Abdoulaye Wade se félicite des performances économiques du Sénégal

Le président Abdoulaye Wade s’est félicité des « performances économiques » accomplies par le Sénégal durant l’année écoulée et souligné que celles-ci ont accru la confiance des partenaires et lui permettent d’affirmer que son pays est « en de bonnes mains ».

M. Wade, qui s’exprimait ainsi samedi dans son traditionnel message de Nouvel an, a fait remarquer que pour la première fois de son histoire post-indépendance, « le Sénégal a maintenu pendant deux années successives un taux de croissance économique supérieur à 6% ».

« Cela a été fait, a-t-il expliqué, avec une remarquable tenue des finances publiques et une stabilité de notre économie dans un environnement international rendu défavorable par le renchérissement considérable du coût de l’énergie ».

En attendant de « faire plus et mieux » avec la mise en oeuvre, dès 2006, de la Stratégie de croissance accélérée (SCA) qui permettra d’avoir un taux de croissance de plus 7% l’an, le chef de l’Etat a indiqué que d’ores et déjà les performances accomplies par le Sénégal lui ont valu « la confiance de (ses) partenaires qui viennent d’effacer l’essentiel de (ses) dettes », preuve s’il en était besoin
que « le Sénégal est en de bonnes mains ».
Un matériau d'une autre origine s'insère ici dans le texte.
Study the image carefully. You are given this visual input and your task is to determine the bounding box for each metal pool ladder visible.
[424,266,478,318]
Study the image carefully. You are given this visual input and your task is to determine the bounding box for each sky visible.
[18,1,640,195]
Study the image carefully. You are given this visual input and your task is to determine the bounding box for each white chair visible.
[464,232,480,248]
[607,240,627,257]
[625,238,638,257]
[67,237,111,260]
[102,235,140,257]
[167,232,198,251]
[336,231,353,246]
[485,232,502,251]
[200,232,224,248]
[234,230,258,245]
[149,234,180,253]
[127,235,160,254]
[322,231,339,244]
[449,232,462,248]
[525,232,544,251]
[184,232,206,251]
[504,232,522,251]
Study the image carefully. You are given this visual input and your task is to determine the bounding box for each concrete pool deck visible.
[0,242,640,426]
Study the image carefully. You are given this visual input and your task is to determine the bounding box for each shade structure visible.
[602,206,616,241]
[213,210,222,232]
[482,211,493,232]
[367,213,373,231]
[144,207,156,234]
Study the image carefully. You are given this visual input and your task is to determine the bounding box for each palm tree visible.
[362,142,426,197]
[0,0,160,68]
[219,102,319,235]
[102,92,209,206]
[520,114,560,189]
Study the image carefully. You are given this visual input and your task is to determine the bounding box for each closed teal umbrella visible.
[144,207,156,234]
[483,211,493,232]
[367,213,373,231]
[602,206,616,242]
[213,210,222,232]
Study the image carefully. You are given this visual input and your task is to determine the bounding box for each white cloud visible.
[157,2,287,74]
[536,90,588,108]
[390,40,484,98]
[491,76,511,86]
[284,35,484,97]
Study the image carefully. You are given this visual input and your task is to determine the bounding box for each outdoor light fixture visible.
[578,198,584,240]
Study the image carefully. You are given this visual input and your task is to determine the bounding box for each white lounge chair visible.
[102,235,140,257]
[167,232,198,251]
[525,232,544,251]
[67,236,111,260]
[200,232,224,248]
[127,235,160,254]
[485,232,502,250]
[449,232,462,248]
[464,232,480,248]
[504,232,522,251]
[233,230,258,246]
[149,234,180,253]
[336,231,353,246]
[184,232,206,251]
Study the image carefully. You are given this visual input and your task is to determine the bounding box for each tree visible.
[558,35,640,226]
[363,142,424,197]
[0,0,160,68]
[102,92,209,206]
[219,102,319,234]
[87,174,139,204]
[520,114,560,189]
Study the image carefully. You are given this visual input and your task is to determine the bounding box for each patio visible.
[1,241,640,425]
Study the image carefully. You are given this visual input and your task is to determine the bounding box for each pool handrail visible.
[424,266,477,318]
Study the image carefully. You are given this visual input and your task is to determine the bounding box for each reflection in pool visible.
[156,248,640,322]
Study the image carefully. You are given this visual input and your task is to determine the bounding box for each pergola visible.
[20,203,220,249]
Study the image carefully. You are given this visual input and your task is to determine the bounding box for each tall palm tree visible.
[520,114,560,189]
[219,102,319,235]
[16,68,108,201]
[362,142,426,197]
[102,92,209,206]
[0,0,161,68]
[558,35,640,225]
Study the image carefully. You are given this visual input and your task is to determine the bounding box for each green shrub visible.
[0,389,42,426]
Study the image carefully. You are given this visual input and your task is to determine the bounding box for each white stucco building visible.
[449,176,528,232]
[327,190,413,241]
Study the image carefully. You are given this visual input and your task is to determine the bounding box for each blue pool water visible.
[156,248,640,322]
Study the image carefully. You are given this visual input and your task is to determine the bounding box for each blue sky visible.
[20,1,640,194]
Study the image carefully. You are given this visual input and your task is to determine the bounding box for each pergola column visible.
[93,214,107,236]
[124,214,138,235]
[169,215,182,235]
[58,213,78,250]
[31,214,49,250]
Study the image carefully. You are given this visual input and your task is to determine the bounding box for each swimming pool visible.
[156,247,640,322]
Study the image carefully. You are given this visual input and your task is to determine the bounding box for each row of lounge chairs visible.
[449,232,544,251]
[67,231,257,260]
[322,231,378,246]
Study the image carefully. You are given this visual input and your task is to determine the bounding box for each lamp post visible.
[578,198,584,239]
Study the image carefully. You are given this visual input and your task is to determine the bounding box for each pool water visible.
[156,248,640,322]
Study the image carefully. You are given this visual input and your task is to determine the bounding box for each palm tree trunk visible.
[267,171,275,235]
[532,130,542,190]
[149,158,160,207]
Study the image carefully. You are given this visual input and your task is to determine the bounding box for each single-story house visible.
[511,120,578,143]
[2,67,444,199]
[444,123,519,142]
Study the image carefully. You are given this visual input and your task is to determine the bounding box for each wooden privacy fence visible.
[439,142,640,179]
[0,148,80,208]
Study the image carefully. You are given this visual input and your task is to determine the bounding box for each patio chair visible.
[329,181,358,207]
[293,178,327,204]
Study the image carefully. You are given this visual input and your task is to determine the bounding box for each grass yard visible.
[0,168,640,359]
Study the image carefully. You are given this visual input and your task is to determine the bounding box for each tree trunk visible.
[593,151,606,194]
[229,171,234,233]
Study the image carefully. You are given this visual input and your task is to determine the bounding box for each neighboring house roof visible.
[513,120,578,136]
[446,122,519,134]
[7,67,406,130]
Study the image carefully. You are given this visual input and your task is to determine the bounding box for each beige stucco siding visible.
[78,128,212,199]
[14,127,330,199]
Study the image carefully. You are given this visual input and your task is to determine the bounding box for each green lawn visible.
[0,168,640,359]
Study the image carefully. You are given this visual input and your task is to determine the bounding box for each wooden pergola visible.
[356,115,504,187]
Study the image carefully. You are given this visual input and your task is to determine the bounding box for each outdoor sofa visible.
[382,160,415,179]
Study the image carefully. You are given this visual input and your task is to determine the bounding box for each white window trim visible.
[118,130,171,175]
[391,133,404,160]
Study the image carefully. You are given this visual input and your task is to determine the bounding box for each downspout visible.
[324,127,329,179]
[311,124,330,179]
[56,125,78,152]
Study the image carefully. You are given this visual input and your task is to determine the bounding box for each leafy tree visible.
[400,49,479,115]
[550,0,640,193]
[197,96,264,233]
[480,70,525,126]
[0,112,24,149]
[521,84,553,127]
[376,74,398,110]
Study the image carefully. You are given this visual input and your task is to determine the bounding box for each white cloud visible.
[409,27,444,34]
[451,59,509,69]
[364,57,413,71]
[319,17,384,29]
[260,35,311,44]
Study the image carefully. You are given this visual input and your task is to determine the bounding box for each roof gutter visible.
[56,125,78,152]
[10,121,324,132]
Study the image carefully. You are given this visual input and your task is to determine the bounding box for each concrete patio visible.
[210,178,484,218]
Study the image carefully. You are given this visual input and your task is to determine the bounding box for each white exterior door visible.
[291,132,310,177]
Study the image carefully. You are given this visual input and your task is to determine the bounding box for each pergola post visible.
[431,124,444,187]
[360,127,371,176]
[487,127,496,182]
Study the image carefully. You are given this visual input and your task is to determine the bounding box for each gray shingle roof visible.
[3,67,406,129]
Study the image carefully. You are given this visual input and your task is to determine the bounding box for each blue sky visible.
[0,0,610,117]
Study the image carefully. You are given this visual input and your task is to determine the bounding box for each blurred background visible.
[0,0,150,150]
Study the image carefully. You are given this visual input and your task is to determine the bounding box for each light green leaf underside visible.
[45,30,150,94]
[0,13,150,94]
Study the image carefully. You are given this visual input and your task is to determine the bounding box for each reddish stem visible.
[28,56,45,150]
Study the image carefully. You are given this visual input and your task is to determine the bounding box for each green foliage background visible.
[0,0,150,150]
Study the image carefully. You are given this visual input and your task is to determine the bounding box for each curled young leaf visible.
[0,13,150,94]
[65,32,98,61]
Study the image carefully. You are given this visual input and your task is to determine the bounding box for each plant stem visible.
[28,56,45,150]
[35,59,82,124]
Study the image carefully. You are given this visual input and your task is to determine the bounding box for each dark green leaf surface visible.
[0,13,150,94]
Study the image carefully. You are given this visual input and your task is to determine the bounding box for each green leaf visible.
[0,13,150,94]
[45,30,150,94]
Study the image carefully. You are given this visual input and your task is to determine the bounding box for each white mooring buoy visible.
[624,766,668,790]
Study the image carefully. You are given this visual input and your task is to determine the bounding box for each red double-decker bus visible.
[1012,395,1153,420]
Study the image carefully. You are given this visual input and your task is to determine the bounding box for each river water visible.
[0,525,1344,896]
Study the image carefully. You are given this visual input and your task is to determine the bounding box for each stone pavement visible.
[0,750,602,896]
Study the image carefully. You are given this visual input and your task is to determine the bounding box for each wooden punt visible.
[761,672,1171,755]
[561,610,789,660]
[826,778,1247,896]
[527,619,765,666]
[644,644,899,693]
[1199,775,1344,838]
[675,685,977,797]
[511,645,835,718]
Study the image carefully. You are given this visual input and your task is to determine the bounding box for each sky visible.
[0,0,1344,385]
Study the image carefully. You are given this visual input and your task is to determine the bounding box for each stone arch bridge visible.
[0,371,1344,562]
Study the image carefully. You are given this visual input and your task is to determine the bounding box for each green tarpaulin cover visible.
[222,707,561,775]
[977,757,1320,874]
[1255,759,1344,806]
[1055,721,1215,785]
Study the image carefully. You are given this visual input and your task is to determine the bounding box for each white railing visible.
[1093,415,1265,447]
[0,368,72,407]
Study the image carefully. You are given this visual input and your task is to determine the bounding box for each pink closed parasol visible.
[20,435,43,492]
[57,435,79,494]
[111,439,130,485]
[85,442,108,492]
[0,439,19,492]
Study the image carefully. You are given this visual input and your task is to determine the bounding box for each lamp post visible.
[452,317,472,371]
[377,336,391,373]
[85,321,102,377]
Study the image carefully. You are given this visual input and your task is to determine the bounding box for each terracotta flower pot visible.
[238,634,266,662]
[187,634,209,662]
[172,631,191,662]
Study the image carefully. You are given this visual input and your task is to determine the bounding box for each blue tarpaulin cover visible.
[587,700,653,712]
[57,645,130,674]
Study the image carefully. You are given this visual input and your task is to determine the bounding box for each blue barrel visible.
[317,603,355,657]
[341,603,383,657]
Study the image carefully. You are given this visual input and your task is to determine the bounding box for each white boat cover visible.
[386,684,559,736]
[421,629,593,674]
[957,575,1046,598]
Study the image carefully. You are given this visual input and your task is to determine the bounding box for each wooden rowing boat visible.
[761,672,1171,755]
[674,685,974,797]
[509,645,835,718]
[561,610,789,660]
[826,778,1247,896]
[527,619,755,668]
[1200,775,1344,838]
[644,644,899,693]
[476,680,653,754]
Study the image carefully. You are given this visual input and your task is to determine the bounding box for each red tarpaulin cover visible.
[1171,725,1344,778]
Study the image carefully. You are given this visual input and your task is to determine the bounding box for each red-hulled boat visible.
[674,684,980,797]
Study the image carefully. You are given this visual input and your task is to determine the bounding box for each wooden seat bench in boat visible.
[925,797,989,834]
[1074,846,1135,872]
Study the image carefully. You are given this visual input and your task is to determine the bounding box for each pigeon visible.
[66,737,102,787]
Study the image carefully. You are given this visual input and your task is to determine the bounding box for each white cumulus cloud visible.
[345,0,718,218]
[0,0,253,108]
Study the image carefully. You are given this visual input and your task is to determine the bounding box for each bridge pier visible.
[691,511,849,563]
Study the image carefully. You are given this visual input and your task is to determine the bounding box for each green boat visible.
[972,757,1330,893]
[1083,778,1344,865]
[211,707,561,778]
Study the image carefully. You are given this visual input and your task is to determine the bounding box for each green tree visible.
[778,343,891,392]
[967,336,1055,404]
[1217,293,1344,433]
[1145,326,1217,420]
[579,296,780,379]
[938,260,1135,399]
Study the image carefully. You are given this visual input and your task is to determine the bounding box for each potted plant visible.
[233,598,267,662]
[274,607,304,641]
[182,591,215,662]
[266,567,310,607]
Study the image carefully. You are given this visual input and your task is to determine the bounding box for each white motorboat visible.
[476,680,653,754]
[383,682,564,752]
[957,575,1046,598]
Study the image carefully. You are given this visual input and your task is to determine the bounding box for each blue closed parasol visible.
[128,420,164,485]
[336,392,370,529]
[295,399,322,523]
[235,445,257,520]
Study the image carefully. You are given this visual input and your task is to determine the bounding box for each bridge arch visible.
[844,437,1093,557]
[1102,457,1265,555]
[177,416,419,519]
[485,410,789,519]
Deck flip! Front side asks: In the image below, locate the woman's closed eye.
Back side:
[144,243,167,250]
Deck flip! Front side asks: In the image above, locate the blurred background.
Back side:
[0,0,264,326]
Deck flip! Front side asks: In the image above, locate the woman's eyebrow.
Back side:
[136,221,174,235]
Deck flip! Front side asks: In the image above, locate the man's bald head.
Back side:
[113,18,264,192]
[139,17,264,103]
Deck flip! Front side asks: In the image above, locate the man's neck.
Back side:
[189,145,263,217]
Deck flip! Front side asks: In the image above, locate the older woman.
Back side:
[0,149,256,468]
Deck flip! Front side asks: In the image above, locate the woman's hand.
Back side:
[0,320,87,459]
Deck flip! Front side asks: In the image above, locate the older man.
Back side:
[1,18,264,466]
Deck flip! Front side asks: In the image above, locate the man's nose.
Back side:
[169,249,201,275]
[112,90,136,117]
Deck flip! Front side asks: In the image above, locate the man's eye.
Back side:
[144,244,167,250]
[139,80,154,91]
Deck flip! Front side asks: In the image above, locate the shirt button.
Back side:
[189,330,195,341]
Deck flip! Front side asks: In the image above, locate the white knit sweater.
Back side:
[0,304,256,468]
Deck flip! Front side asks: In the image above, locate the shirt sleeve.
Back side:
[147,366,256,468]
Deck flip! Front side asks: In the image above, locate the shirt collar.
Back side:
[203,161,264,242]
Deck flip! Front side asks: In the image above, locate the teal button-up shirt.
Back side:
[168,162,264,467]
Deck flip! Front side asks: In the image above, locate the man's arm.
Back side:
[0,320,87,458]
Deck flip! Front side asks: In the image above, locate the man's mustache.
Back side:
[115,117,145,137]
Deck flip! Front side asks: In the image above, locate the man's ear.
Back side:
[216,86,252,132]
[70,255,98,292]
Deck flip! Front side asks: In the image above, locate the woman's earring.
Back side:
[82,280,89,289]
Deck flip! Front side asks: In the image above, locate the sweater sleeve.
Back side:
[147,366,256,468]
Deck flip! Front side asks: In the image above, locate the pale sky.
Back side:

Cela étant, « la ligne d’action doit rester la bonne gestion
macroéconomique », a-t-il estimé, rappelant que son pays est à ce jour le seul des membres de l’Union économique et monétaire ouest-africaine (UEMOA) à réunir sept des huit critères de convergence de l’union, « qui sont tous des critères de bonne gestion équilibrée ».

15.000 nouveaux postes dans la fonction publique

Après avoir pris à témoin ses compatriotes sur les efforts du gouvernement pour juguler la corruption et le gaspillage, Abdoulaye Wade a déclaré qu’au plan interne, les performances économiques du Sénégal ont permis « d’aller plus en avant » en matière de politique sociale, l’une des options fondamentales de son régime.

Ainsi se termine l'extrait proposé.